With unemployment rising -- it hit 4.5 percent last month -- ``softer job markets could induce a further deterioration in confidence and spending intentions,'' he said.

Defense of the Fed

Anticipating congressional criticism, Greenspan offered a strong defense of the Fed's management of the economy over the past year. While the central bank can work to control inflation, it cannot eliminate boom-and-bust cycles. ``There is no tool to change human nature,'' Greenspan said. ``Too often people are prone to recurring bouts of optimism and pessimism that manifest themselves from time to time in the buildup or cessation of speculative excesses.''

The Fed expects the economy to grow at a 1.25 percent to 2 percent inflation-adjusted rate in 2001, and by 3 percent to 3.25 percent next year. In February, the Fed forecast the economy would grow at a 2 percent to 2.5 percent rate. The Fed's forecasts measure growth between the fourth quarter of 2000 and the fourth quarter of 2001 and reflect the ``central tendency'' of the central bank's five current governors and 12 district bank presidents.

Price Expectations

The Fed expects the personal consumption expenditure price index -- an inflation measure tied to gross domestic product -- to rise by 2 percent to 2.5 percent this year and 1.75 percent to 2.5 percent in 2002. In their February forecast, the central tendency of Fed inflation forecasts was for inflation to rise 1.75 percent to 2.25 percent. Last year the PCE index rose 2.4 percent when measured from fourth quarter to fourth quarter. Last year's increase was largest since 1993.

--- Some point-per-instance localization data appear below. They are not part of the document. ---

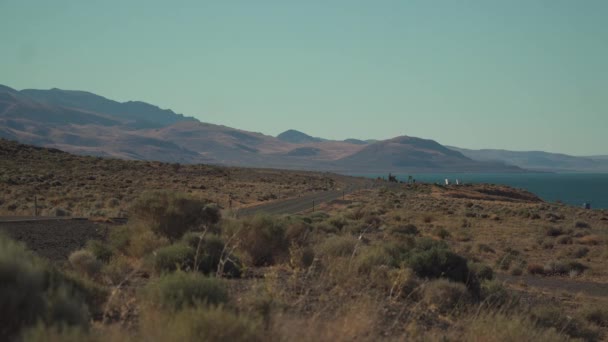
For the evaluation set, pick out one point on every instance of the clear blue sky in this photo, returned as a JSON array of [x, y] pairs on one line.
[[513, 74]]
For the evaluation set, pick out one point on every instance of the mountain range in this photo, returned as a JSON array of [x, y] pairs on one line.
[[86, 123]]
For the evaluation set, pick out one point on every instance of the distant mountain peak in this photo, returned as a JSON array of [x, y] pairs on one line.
[[297, 137]]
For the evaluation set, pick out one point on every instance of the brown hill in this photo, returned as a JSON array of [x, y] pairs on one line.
[[85, 123]]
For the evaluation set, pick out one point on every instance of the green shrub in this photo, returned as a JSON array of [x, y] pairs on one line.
[[210, 250], [442, 233], [498, 327], [505, 261], [143, 242], [596, 315], [31, 291], [408, 229], [373, 257], [297, 231], [338, 221], [213, 324], [431, 259], [117, 269], [263, 239], [580, 252], [554, 317], [483, 271], [553, 231], [56, 333], [564, 267], [172, 214], [496, 295], [483, 248], [100, 250], [84, 262], [337, 246], [173, 257], [446, 296], [177, 290], [119, 238]]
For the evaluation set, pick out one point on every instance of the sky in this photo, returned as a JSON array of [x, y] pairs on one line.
[[517, 74]]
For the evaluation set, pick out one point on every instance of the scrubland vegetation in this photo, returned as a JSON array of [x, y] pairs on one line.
[[407, 263], [61, 184]]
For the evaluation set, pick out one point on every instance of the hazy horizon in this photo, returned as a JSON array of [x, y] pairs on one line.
[[518, 76]]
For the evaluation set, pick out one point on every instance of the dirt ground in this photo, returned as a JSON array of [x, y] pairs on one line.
[[54, 239]]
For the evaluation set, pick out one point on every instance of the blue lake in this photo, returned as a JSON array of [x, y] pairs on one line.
[[571, 188]]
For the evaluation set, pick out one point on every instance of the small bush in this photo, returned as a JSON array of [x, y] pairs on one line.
[[31, 291], [119, 238], [553, 231], [536, 269], [100, 250], [337, 246], [84, 262], [505, 261], [117, 269], [338, 221], [263, 239], [210, 252], [442, 233], [172, 214], [591, 240], [496, 327], [596, 315], [554, 317], [483, 271], [144, 242], [564, 268], [580, 252], [446, 296], [408, 229], [496, 295], [430, 259], [177, 290], [483, 248], [173, 257], [374, 257]]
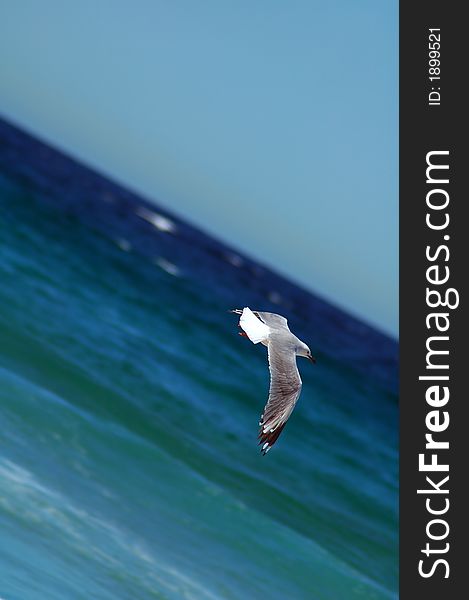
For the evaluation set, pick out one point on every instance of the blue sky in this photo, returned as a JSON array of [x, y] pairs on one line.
[[271, 124]]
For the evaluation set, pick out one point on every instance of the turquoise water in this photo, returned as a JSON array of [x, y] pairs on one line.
[[129, 407]]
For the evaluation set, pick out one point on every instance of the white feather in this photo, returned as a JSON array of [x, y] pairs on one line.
[[255, 329]]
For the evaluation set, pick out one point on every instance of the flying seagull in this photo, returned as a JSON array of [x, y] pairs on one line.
[[285, 383]]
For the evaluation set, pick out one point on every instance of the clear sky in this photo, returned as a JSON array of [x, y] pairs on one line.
[[272, 124]]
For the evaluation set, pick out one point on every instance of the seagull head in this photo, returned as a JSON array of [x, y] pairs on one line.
[[303, 350]]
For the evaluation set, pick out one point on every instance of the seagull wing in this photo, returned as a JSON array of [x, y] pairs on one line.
[[285, 388], [272, 320]]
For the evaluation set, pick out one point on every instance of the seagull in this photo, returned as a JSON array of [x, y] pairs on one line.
[[285, 383]]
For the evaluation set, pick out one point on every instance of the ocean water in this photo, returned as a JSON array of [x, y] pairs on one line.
[[129, 466]]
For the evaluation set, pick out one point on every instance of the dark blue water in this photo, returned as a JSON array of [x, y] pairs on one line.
[[129, 409]]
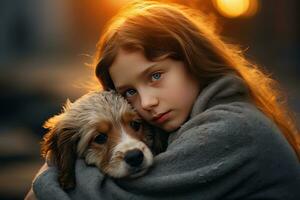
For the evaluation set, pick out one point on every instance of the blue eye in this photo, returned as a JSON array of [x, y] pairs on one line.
[[130, 92], [155, 76]]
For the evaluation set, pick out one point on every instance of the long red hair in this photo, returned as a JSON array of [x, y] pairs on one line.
[[179, 32]]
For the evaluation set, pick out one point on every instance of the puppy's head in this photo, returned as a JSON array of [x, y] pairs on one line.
[[102, 128]]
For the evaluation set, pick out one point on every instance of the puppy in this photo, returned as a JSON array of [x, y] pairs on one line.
[[104, 130]]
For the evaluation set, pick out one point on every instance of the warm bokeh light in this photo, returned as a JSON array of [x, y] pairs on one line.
[[236, 8]]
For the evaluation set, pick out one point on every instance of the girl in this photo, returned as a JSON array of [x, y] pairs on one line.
[[229, 135]]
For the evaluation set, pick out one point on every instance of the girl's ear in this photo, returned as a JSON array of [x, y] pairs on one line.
[[59, 148]]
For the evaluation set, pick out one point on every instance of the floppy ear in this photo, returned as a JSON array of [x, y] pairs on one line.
[[59, 148]]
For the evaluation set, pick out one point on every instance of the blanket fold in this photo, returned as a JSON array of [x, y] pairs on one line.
[[227, 149]]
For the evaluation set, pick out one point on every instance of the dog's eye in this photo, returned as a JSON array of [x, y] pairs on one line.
[[101, 138], [135, 125]]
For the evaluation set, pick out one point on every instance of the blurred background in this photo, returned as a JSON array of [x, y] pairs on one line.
[[45, 46]]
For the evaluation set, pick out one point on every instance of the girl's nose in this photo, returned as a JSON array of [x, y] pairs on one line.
[[148, 101]]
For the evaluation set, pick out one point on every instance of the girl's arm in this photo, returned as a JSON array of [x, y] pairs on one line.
[[226, 152]]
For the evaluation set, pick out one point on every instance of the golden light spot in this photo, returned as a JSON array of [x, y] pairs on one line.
[[236, 8]]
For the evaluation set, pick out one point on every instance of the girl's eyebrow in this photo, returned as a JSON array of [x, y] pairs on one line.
[[139, 76]]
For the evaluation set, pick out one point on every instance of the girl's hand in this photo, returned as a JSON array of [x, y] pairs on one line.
[[30, 195]]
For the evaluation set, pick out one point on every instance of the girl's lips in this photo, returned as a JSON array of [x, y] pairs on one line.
[[161, 118]]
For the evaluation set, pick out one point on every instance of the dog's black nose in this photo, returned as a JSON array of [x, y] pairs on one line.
[[134, 157]]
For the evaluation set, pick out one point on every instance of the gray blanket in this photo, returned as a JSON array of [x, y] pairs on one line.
[[226, 150]]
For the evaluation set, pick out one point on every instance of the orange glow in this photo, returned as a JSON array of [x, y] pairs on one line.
[[236, 8]]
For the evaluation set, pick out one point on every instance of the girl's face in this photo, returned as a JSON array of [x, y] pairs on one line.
[[163, 92]]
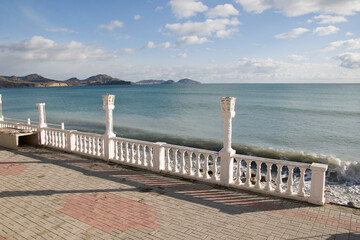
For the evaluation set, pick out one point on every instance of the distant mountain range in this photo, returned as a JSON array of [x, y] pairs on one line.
[[35, 80]]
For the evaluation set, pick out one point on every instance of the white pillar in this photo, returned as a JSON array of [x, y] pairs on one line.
[[42, 123], [159, 156], [226, 153], [1, 116], [108, 106], [317, 195], [42, 117]]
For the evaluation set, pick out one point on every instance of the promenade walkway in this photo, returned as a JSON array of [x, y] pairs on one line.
[[46, 194]]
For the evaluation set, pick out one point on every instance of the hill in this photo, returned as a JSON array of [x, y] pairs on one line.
[[35, 80], [181, 81]]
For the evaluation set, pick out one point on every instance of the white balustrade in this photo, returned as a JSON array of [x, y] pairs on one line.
[[275, 177], [133, 152], [269, 185]]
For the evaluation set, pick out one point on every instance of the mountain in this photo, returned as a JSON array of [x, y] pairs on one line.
[[35, 80], [101, 79], [187, 81], [181, 81]]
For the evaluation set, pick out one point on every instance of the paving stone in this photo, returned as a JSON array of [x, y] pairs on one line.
[[46, 194]]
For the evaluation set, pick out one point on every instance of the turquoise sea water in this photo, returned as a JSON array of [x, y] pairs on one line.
[[299, 122]]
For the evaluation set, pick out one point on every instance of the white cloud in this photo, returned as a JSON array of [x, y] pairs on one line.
[[60, 30], [349, 60], [295, 57], [226, 33], [327, 19], [112, 25], [181, 55], [301, 7], [159, 8], [324, 31], [187, 8], [126, 51], [350, 44], [292, 34], [151, 44], [189, 40], [39, 48], [259, 66], [202, 28], [225, 10]]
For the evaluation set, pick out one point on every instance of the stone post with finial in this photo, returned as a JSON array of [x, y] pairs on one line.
[[227, 153], [108, 106], [1, 116], [42, 122]]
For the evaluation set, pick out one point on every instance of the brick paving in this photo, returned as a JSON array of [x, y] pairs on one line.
[[46, 194]]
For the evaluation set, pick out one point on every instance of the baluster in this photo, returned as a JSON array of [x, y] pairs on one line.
[[116, 146], [51, 138], [85, 144], [238, 172], [93, 142], [167, 159], [268, 177], [121, 151], [76, 143], [214, 176], [190, 172], [98, 146], [151, 163], [55, 138], [278, 178], [258, 175], [144, 156], [89, 145], [206, 166], [138, 154], [132, 157], [290, 182], [126, 151], [197, 171], [182, 162], [248, 173], [81, 139], [63, 140], [175, 169], [301, 191]]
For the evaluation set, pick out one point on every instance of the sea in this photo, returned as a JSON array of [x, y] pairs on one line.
[[295, 122]]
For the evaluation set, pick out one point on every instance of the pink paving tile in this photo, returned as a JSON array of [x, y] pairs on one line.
[[107, 211], [11, 168]]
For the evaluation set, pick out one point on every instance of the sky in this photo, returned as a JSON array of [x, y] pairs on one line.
[[211, 41]]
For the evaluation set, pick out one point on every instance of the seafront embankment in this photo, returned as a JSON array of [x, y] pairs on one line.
[[49, 194]]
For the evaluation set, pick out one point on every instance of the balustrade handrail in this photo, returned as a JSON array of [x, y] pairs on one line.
[[190, 149], [14, 119], [193, 163], [272, 161], [133, 141]]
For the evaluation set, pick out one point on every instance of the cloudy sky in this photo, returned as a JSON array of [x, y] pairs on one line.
[[212, 41]]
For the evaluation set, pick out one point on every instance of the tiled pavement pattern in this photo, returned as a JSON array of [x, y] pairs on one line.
[[46, 194]]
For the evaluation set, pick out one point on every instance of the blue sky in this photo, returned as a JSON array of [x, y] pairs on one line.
[[233, 41]]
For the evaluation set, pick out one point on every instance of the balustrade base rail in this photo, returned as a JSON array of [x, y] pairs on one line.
[[274, 177], [261, 175]]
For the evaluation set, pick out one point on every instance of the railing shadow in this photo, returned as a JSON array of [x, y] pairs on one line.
[[225, 200]]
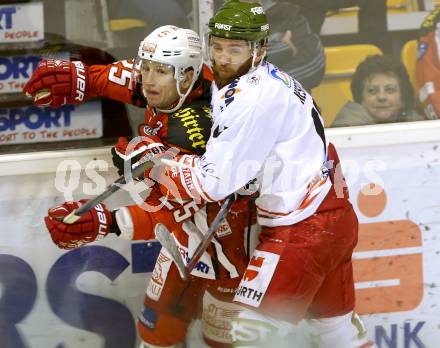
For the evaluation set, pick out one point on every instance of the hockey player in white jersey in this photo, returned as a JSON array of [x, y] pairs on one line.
[[266, 126]]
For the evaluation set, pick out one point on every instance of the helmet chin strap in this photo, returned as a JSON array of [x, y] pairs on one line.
[[254, 48], [182, 96]]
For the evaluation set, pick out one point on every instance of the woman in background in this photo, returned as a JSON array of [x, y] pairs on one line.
[[382, 93]]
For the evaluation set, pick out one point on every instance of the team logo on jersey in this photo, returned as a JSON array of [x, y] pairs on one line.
[[422, 48], [231, 92], [281, 76], [223, 230], [254, 79]]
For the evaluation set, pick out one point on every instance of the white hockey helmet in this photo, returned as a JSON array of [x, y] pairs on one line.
[[178, 47]]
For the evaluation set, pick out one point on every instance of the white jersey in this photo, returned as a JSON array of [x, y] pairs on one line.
[[265, 126]]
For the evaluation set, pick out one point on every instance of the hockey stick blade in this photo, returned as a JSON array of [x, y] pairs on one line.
[[167, 241], [112, 188], [207, 238]]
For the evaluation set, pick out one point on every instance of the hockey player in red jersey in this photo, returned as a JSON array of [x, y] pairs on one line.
[[176, 97], [266, 126]]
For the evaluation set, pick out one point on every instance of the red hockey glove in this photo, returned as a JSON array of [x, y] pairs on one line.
[[134, 150], [93, 225], [57, 82]]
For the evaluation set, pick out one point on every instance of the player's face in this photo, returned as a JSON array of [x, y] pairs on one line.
[[230, 59], [158, 84], [382, 97]]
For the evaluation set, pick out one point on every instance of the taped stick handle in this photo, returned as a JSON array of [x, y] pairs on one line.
[[112, 188], [207, 238]]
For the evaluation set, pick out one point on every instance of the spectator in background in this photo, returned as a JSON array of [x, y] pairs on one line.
[[382, 93], [428, 66]]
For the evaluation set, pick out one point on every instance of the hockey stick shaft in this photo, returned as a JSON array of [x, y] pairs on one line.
[[207, 238], [112, 188]]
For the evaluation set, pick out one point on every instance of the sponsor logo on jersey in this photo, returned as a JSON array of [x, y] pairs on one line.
[[254, 79], [231, 92], [223, 230], [217, 131], [145, 129], [257, 10], [148, 317], [257, 277], [159, 275], [281, 76], [204, 166], [222, 26]]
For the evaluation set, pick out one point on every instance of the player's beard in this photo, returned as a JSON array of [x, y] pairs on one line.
[[229, 75]]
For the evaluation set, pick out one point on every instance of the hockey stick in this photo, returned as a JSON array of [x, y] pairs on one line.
[[207, 238], [165, 238], [112, 188]]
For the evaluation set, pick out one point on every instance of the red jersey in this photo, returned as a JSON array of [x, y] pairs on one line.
[[189, 129]]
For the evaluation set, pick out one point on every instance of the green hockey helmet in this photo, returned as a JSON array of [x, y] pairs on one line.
[[240, 21]]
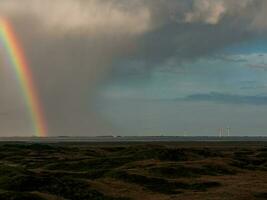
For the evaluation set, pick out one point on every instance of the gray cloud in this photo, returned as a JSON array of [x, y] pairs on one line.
[[228, 98], [72, 45]]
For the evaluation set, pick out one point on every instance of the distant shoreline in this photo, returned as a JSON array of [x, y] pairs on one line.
[[135, 139]]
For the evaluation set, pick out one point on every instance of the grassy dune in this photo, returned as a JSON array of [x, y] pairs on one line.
[[120, 171]]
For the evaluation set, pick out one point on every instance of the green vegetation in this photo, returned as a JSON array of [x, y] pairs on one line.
[[93, 171]]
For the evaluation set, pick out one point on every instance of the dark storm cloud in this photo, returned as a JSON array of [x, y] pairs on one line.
[[72, 45], [228, 98]]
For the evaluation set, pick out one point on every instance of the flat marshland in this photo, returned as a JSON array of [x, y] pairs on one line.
[[132, 170]]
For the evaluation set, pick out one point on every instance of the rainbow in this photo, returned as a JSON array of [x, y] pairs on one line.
[[24, 76]]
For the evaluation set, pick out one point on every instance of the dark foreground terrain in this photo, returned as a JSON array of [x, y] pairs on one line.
[[124, 171]]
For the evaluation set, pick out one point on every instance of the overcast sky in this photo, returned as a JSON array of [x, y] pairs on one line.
[[139, 67]]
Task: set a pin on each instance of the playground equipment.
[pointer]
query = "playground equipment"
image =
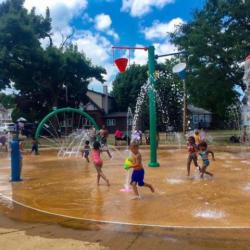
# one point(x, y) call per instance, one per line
point(16, 161)
point(152, 106)
point(121, 64)
point(66, 130)
point(180, 70)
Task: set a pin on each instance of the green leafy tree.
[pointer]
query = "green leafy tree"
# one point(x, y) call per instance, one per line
point(41, 76)
point(126, 86)
point(216, 41)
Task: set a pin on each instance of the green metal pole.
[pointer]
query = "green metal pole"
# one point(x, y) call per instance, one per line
point(152, 108)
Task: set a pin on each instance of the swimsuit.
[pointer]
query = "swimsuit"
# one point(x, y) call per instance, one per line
point(86, 151)
point(96, 157)
point(192, 152)
point(204, 157)
point(138, 177)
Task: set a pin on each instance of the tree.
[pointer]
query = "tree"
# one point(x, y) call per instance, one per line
point(216, 41)
point(169, 93)
point(8, 101)
point(40, 75)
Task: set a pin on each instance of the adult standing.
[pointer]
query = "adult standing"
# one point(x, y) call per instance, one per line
point(104, 133)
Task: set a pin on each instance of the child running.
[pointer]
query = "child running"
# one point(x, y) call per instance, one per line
point(192, 154)
point(96, 157)
point(86, 151)
point(204, 152)
point(138, 172)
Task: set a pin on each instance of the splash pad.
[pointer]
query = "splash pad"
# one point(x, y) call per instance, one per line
point(67, 188)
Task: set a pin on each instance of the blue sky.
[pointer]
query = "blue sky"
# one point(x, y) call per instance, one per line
point(99, 24)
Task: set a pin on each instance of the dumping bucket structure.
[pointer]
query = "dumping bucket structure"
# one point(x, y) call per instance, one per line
point(121, 64)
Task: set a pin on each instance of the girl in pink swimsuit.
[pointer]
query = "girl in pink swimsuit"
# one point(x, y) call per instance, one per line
point(97, 160)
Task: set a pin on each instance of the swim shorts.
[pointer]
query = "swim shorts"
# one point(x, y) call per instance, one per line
point(138, 177)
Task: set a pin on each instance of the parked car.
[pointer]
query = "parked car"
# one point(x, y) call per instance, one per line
point(7, 127)
point(29, 129)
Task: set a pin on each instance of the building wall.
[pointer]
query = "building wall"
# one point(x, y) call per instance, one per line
point(96, 98)
point(120, 123)
point(5, 115)
point(200, 120)
point(97, 116)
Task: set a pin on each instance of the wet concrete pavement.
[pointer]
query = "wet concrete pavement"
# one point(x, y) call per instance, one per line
point(180, 206)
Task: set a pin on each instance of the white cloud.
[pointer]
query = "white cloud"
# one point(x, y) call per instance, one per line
point(96, 47)
point(141, 56)
point(138, 8)
point(160, 30)
point(102, 22)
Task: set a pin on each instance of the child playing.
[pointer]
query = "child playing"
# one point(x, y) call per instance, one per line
point(197, 137)
point(34, 147)
point(96, 157)
point(192, 154)
point(86, 151)
point(204, 152)
point(138, 172)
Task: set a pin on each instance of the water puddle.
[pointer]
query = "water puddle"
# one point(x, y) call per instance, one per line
point(209, 214)
point(247, 187)
point(175, 181)
point(247, 162)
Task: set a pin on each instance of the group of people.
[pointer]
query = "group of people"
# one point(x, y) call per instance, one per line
point(137, 177)
point(197, 146)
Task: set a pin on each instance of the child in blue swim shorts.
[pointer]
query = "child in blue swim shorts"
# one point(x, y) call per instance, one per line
point(137, 177)
point(204, 152)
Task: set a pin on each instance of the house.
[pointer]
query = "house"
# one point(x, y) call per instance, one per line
point(101, 105)
point(199, 117)
point(5, 115)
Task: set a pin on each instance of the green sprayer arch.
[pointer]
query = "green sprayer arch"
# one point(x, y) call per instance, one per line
point(62, 110)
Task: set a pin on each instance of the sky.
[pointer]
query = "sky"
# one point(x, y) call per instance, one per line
point(100, 24)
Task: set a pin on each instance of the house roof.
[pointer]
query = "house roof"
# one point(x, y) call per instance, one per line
point(99, 93)
point(197, 110)
point(116, 115)
point(2, 108)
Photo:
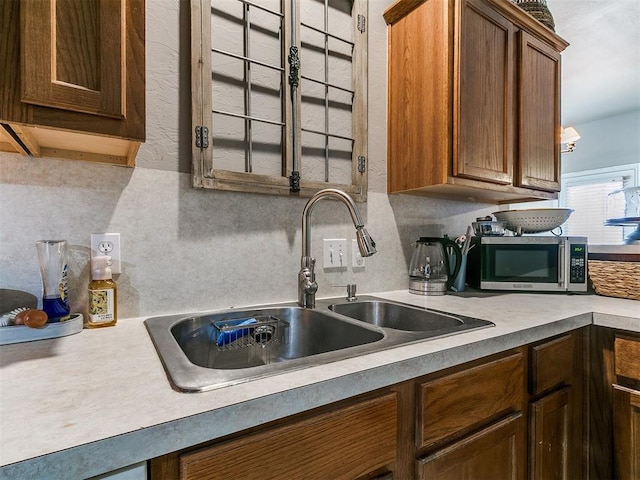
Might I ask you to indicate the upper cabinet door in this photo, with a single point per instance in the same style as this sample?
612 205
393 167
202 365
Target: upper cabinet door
539 119
483 101
73 55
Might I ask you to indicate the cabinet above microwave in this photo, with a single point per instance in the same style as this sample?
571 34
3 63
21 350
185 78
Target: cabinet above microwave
469 121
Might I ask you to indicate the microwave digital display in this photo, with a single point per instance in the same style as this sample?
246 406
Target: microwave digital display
544 263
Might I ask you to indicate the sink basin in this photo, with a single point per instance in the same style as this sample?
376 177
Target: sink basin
398 317
294 333
198 357
212 350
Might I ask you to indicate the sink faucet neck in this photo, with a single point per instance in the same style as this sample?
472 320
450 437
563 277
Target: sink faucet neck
307 286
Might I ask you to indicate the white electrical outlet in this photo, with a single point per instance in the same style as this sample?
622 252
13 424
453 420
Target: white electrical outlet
107 244
357 260
334 253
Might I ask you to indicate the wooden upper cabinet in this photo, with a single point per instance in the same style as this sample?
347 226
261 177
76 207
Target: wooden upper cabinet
484 70
75 86
72 56
539 119
473 101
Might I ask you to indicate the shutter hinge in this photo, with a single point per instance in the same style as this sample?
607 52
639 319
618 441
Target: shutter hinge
362 23
202 136
294 181
361 164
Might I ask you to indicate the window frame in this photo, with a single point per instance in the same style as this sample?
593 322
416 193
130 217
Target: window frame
204 172
598 175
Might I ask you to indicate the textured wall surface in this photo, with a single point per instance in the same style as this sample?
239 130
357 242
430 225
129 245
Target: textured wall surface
191 250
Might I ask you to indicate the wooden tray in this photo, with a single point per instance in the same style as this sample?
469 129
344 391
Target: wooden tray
20 333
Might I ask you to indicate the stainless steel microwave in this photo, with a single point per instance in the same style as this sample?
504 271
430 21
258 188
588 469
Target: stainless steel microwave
532 264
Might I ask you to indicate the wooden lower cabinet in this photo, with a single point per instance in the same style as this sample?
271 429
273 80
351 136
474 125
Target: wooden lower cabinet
551 441
626 432
626 407
493 452
512 415
353 442
555 408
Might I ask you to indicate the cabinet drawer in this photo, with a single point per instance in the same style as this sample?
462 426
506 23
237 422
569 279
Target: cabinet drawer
344 444
627 357
469 398
552 364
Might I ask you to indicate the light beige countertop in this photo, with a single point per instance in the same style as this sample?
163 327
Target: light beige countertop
92 402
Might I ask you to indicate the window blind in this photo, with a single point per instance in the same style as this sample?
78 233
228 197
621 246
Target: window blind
589 202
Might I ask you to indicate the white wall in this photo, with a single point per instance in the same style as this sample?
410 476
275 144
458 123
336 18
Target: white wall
605 142
191 250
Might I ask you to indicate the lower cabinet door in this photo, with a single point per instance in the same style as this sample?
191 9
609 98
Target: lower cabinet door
551 442
626 432
495 452
349 443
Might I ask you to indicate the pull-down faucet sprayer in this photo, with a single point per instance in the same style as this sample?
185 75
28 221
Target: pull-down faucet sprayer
307 286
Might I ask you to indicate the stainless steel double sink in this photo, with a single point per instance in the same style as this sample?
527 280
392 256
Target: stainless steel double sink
211 350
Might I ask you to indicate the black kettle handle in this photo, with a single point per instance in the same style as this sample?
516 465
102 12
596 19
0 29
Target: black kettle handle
447 242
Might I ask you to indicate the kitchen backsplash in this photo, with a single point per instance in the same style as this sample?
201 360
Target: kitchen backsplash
190 250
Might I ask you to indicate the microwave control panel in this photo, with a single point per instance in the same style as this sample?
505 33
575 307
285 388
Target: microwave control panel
577 263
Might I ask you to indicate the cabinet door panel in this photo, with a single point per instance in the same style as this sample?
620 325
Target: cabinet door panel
482 106
494 452
552 364
627 357
345 444
539 122
467 399
626 432
551 440
73 56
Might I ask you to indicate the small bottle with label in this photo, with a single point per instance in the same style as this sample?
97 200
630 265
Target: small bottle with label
103 308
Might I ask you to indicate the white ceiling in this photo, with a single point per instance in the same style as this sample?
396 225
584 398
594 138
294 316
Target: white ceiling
601 66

Slower growth will push unemployment higher, the Fed said. The jobless rate will probably rise this year to about 4.75 percent to 5 percent in the fourth quarter, according to the forecast, and 4.75 percent to 5.25 percent next year. In February, the Fed's central tendency was for a unemployment rate of 4.5 percent, which the economy reached in June. In the fourth quarter of last year, the unemployment rate averaged 4 percent, close to a 30-year low.

Greenspan is required to present testimony to the Senate Banking Committee in February and the House Financial Services Committee in July. He can appear voluntarily at any time and will reprise his testimony from today to the Senate committee on July 24.